Unfortunately i can’t share the CAN code at the moment, but i have already ruled out memory leaks from those functions, there are two things happening: the received frame is being copied from the peripheral to another structure in which the data is formatted to be “platform agnostic” - the ID is reassembled, the flags are derived. There is no memcpy or operations on pointers/arrays that could run away. Then the frame is added to a FreeRTOS queue using the appropriate ISR function

I can also safely rule out interrupt nesting in this case, as all interrupts share the same priority, and interrupts with the same priority can’t preempt each other. Although that would explain everything.

Thanks for the help, i will study some more and report back

richard-damon · March 11, 2023, 1:55am

From my memory, and its been a while since I have done much with the dsPIC family, the processor doesn’t use a separate ISR stack (as the processor didn’t support it) and the port doesn’t support interrupt nesting.

The ISR will always use the stack of whatever task was running, so ALL tasks need enough slack space on their stack to handle the worse case ISR.

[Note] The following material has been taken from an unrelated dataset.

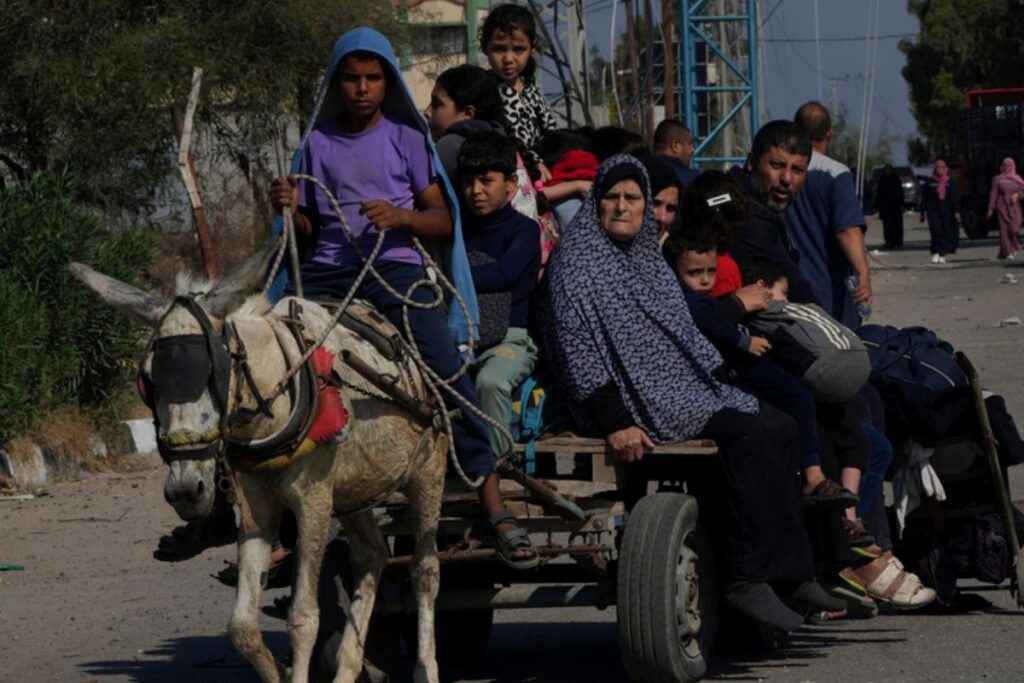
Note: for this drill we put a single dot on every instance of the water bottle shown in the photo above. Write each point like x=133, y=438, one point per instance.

If somehow the ISR re-enables the interrupts, and thus allows the interrupts to nest, that could cause the ISR stack to keep on growing. I seem to remember the way the end of ISR task switching occurred, if that was done incorrectly, (by not clearing the flag on entry to the ISR) it could in extreme cases cause a problem of growing stack.

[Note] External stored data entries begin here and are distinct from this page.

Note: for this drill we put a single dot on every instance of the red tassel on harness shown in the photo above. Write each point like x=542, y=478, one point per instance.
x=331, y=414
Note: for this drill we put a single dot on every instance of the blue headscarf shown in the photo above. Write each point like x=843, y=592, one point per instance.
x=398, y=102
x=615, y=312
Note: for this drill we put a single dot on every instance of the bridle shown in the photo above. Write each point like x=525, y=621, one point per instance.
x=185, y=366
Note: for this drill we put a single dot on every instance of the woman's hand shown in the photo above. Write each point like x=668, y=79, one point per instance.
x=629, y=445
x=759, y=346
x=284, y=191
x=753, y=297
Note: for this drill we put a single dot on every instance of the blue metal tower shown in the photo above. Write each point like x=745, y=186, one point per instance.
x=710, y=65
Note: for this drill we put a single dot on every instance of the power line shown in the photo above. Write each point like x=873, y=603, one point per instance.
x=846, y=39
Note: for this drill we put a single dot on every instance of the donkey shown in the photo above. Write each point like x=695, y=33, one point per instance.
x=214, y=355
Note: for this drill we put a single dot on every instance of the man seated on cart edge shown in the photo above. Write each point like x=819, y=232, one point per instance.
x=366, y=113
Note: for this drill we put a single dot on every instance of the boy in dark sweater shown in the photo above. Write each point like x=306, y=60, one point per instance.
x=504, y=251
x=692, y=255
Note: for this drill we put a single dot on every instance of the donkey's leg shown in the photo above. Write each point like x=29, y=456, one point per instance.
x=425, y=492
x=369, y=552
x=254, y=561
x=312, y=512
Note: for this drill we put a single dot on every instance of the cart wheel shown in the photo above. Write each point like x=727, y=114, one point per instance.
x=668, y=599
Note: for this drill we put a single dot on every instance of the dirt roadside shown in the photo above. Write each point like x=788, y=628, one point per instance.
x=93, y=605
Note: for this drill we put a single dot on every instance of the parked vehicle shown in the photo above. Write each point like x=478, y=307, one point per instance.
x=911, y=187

jackM · May 9, 2024, 3:27pm

Hello richard,
I don’t know why i never followed up.
Anyway, more than a year later i am revising the issue (as i’m thinking about upgrading the compiler, and possibly from freeRTOS 9 to whatever the current version is. I did some tests a while ago with the latest 10.5.x and i just had to replace the PORT files with the ones supplied by microchip)

What you say is exactly my conclusion: the interrupt does not have its own stack, so task stack has to take account for interrupt worst case scenario. Bummer.
Can i create another stack, just for the ISR, and tell the ISR to use that stack?

Maybe switch to the IDLE Task stack?
It would also be wonderful if the switch could be FAST. No point in having a very responsive low latency architecture if i have to waste 30-60 instructions at every interrupt (note: the architecture implements separate register sets that can be changed in a single cycle, but i concour that it would be too architecture specific for freeRTOS to implement)

My usual usage of interrupts is: create some auto variables, get data from peripherals and perform some operations, then put the data in a queue.
Or what if i would declare the variables inside the ISR to be static?
then they would be allocated outside of the task stack, problem solved?

richard-damon · May 9, 2024, 5:50pm

I think the problem with giving ISRs their own stack is that since the hardware doesn’t support it, you need to do something to the compiler to make this happen, or add some manually added code to all your ISRs to do this. The complier is unlikely to add this sort of support, as it becomes tricky in the presence of nested interrupt, which the processor supports, but not FreeRTOS on those processors (it seems because it doesn’t support the equivalent of the PendSV operation to make a task switch occur on leaving the last nested ISR, at least that was the state when I was looking at those processors). If Mirochip has developed a way to get around those limitations, it would make things better.